Technologies: Amazon SageMaker, Amazon SageMaker Pipelines, Tableau, Data Lakes, Data Warehousing, Natural Language Processing (NLP), Machine Learning, Classification, Regression, Statistics, Python, Data Science, Random Forests, XGBoost, Statistical Modeling

Experience

Senior AI/MLOps & Platform Engineering

I played a key role in architecting and operating a production-grade Kubeflow platform on Azure Kubernetes Service (AKS), with deep focus on pipeline orchestration, execution internals, and performance optimization. I designed Kubeflow Pipelines by building reusable components, compiling them into pipeline Intermediate Representation (IR), and validating execution graphs orchestrated by Argo Workflows. I analyzed Argo-generated DAGs to optimize task dependencies, enable parallel execution, and tune retries and failure handling. I implemented pipeline-level optimizations, including step caching, controlled parallelism, and fine-grained resource requests and limits, to improve runtime efficiency and cluster utilization. On the infrastructure side, I worked directly with AKS to debug pod scheduling, image pull flows, service accounts, and runtime failures. I created and integrated Azure Container Registries (ACR) with GitHub Actions CI/CD to build, version, and push images consumed by Kubeflow tasks. I enabled secure multi-tenancy using Kubeflow Profiles mapped to Azure Active Directory (AAD) groups, providing namespace-level isolation and controlled access.

Multi-agent System for Charles Schwab | Google GenAI

Spearheaded the end-to-end development and deployment of a sophisticated multi-agent system for Google's client Charles Schwab, leveraging Google's cutting-edge AI technologies.

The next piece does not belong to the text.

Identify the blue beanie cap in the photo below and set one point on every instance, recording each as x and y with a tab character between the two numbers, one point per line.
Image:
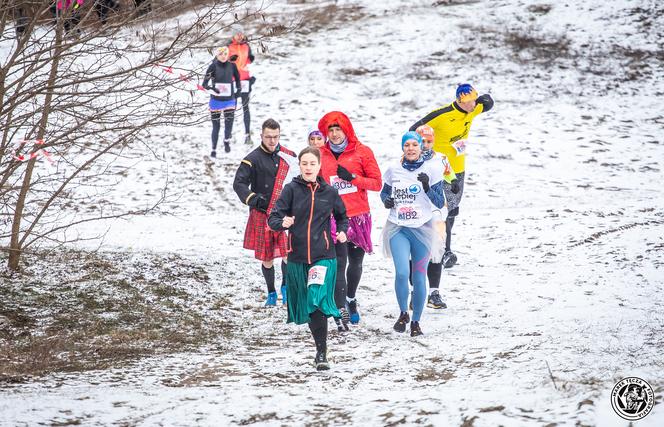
465	92
412	135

The core of the project involved using the Agent Development Kit (ADK) to build intelligent agents powered by the Gemini 2.5 Pro model.

My contributions included:

Architecture and Development: Designed and implemented a complex multi-agent architecture, focusing on creating custom tools to empower agents with specific functionalities. I engineered robust systems for information sharing among sub-agents and handled persistent memory bank management and user session management to ensure contextual and coherent interactions.

Deployment and Evaluation: Successfully deployed the agent system on the Vertex AI Agent Engine platform, utilizing Cloud Run for scalable and efficient operation. A critical part of my role was conducting rigorous performance and accuracy assessments. I developed and executed a detailed evaluation strategy using both automated pytest frameworks and advanced Google GenAI evaluation techniques to validate agent effectiveness and reliability.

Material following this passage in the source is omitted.